When I listen to them I am reminded of the greatness of the radio drama medium as well as its profound role in shaping and exploring the cultural legacy of this country.
When I listen to them I am reminded of the passion and dedication and skill of its Canadian practitioners as well as the devotion of and enjoyment received by its loyal listeners.
When I listen to them I am also reminded of who is responsible for CBC Radio drama’s demise.
Rebirth of audio drama
In 2013 I wrote about the exciting “Project X” team in a column about the possibilities of the rebirth of radio drama in Canada post-CBC Radio.

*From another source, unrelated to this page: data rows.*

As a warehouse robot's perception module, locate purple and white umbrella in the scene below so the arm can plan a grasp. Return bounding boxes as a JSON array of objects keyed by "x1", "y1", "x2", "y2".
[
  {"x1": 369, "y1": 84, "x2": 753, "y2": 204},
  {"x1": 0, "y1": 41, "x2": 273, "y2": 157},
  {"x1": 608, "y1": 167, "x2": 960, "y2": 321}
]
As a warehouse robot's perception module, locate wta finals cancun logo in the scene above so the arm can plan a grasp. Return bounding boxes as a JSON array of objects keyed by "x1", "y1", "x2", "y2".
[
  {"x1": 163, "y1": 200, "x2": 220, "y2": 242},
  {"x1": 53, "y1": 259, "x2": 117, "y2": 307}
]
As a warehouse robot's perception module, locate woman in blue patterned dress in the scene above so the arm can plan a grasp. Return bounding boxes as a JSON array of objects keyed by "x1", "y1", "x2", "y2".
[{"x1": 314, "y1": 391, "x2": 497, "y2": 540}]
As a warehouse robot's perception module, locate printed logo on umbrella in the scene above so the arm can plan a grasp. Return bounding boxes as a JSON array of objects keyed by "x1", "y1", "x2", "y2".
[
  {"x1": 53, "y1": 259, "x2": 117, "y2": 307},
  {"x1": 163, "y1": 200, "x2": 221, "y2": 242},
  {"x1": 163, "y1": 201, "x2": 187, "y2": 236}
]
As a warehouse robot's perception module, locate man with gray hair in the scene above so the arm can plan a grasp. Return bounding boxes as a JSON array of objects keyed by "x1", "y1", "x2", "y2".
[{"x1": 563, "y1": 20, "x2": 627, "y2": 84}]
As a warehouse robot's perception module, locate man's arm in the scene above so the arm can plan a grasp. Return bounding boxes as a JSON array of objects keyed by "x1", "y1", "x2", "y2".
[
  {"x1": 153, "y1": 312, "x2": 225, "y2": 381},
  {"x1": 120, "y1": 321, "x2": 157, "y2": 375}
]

I still believe it will be we freelancers who will take control of the means of its production and – using the internet or community access radio stations across the country – return radio drama (or rather, audio drama) to the attention of at least a small portion of the general population.
The stumbling block remains financing.
I am not aware of any group currently engaged in this work which is actually making a living at it or even breaking even. (If you are out there, please let us know!)
I wrote that crowdfunding might be the answer. This has yet to be proven/unproved as a viable option.
Meanwhile, let this be another shout out to all of you who have known and loved Canadian radio drama. Now is the time to take it over! Now is the time to return to the “theatre of the mind” and address contemporary issues relevant to modern Canadian audiences.
I, for one, will be listening for you. I might even join you, if you’ll have me.
Perfection
I recently wrote about the realities of attempting to achieve perfection.
Rereading it today I was reminded of the sheer delight of having a brand new perfect idea with which to play.
I used to think ideas were 100% internally generated but later I began to suspect they are free floating all around us like easily broken, invisible soap bubbles. The working freelancer has finely tuned their mind to receive such information from the universe in a form that makes sense to him or her. It is then up to our abilities and experiences to shape these mere wisps of ideas into fully functioning projects that can withstand the rigours and hardships of life in this cold, cruel world.
But ah, those initial moments of receiving a new idea from the universe and having it pure and perfect in your mind, a million possibilities awaiting your decision to begin! What could be finer, creatively-speaking? For me it’s still one of the most wonderful aspects of being a working freelancer. We get to play with brand new perfect ideas every day.